Finmin to PSB CEOs: check NPA frauds or face action

Bankers to attract IPC Section if they fail to report violation

August 22, 2018 10:00 pm | Updated 10:03 pm IST - New Delhi

The advisory is like an extra precaution to keep bankers from getting into legal tangles, say sources.

The advisory is like an extra precaution to keep bankers from getting into legal tangles, say sources.

In a stern warning to bankers, the finance ministry has asked chief executives of public sector banks (PSBs) to check all NPA accounts exceeding ₹50 crore for fraud, else face criminal conspiracy charges, according to official sources.

This missive comes in the light of arrest of Bhushan Steel’s erstwhile promoter Neeraj Singal by the Serious Fraud Investigation Office (SFIO) for allegedly siphoning of funds.

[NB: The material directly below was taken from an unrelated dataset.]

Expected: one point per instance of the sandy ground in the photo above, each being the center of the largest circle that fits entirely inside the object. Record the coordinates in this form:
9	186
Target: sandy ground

The sources said that bankers could be held accountable under Section 120B of Indian Penal Code if they fail to report fraud in an account which is later unearthed by investigating agencies, sources said.

If the investigating agencies find diversion of funds in those defaulting accounts, bankers may be liable to face criminal proceedings, the sources said, adding that this advisory is like an extra precaution to keep bankers from getting into legal tangles.

More than a dozen companies undergoing bankruptcy resolution are being reviewed by banks and investigating agencies for fraudulent activities, including diversion of funds.

Indian banks are facing mounting non-performing assets (NPAs) or bad loans, especially at PSBs, which have reached more than ₹8 lakh crore. In addition, several banking frauds have been unearthed, including the ₹14,000-crore scam at PNB, carried out allegedly by diamond jeweller Nirav Modi and his associates.

A senior government official confirmed the development and said that some discrepancies had been pointed out in the case of a steel-maker and a real estate firm among 10-12 companies.

“There were some inputs and lenders who have been asked to provide transaction details of last five years. If required, banks will also undertake forensic audit,” he said. Earlier this month, the SFIO arrested Mr. Singal for alleged diversion of ₹2,000 crore, raised through loans from state-owned banks.

Associate firms involved

“Similar modus operandi has been used by other promoters also,” said another government official, adding that there had been Intelligence inputs on associate companies being used for similar transactions.

SFIO is also looking into the books of companies which are currently undergoing debt resolution, he said, adding that this had been done on the basis of specific inputs provided by the Ministry of Corporate Affairs. During the resolution process, the extensive audit of bankrupt companies has thrown up financial irregularities in several cases.

In June 2017, the Reserve Bank of India (RBI) had identified 12 stressed accounts, each having more than ₹5,000 crore of outstanding loans and accounting for 25% of the total non-performing assets (NPAs) of banks for immediate referral under the Insolvency and Bankruptcy Code (IBC). In August, RBI had sent a list of 28 more firms to lenders for resolution by December 2017. “These accounts also have some firms from the second list and those where later banks filed cases in NCLT (National Company Law Tribunal),” said a bank executive aware of the developments.

The NCLT benches handle banks’ bad debt resolution under Insolvency and Bankruptcy Code (IBC).

Banks have to undertake a two-year transaction audit when they start the resolution process through IBC. In case there are any issues or specific information, banks also conduct a forensic audit.

In August 2017, the SFIO was given powers to arrest people for company law violations. SFIO is a multidisciplinary organisation having experts for prosecution of white-collar crimes and frauds under the company law.